Problems

1. The point \(A\) lies on the circumference of a circle of radius \(a\) and centre \(O\). The point \(B\) is chosen at random on the circumference, so that the angle \(AOB\) has a uniform distribution on \([0, 2\pi]\). Find the expected length of the chord \(AB\).
2. The point \(C\) is chosen at random in the interior of a circle of radius \(a\) and centre \(O\), so that the probability that it lies in any given region is proportional to the area of the region. The random variable \(R\) is defined as the distance between \(C\) and \(O\). Find the probability density function of \(R\). Obtain a formula in terms of \(a\), \(R\) and \(t\) for the length of a chord through \(C\) that makes an acute angle of \(t\) with \(OC\). Show that as \(C\) varies (with \(t\) fixed), the expected length \(\mathrm{L}(t)\) of such chords is given by \[ \mathrm{L}(t) = \frac{4a(1-\cos^3 t)}{3\sin^2 t}\,. \] Show further that \[ \mathrm{L}(t) = \frac{4a}{3}\left(\cos t + \tfrac{1}{2}\sec^2(\tfrac{1}{2}t)\right). \]
3. The random variable \(T\) is uniformly distributed on \([0, \frac{1}{2}\pi]\). Find the expected value of \(\mathrm{L}(T)\).

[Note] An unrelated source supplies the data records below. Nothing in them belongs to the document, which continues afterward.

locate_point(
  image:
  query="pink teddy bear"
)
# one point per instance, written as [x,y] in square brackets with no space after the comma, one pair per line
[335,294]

The famous film star Birkhoff Maclane is sunning herself by the side of her enormous circular swimming pool (with centre \(O\)) at a point \(A\) on its circumference. She wants a drink from a small jug of iced tea placed at the diametrically opposite point \(B\). She has three choices:

1. to swim directly to \(B\).
2. to choose \(\theta\) with \(0<\theta<\pi,\) to run round the pool to a point \(X\) with \(\angle AOX=\theta\) and then to swim directly from \(X\) to \(B\).
3. to run round the pool from \(A\) to \(B\).

She can run \(k\) times as fast as she can swim and she wishes to reach her tea as fast as possible. Explain, with reasons, which of (i), (ii) and (iii) she should choose for each value of \(k\). Is there one choice from (i), (ii) and (iii) she will never take whatever the value of \(k\)?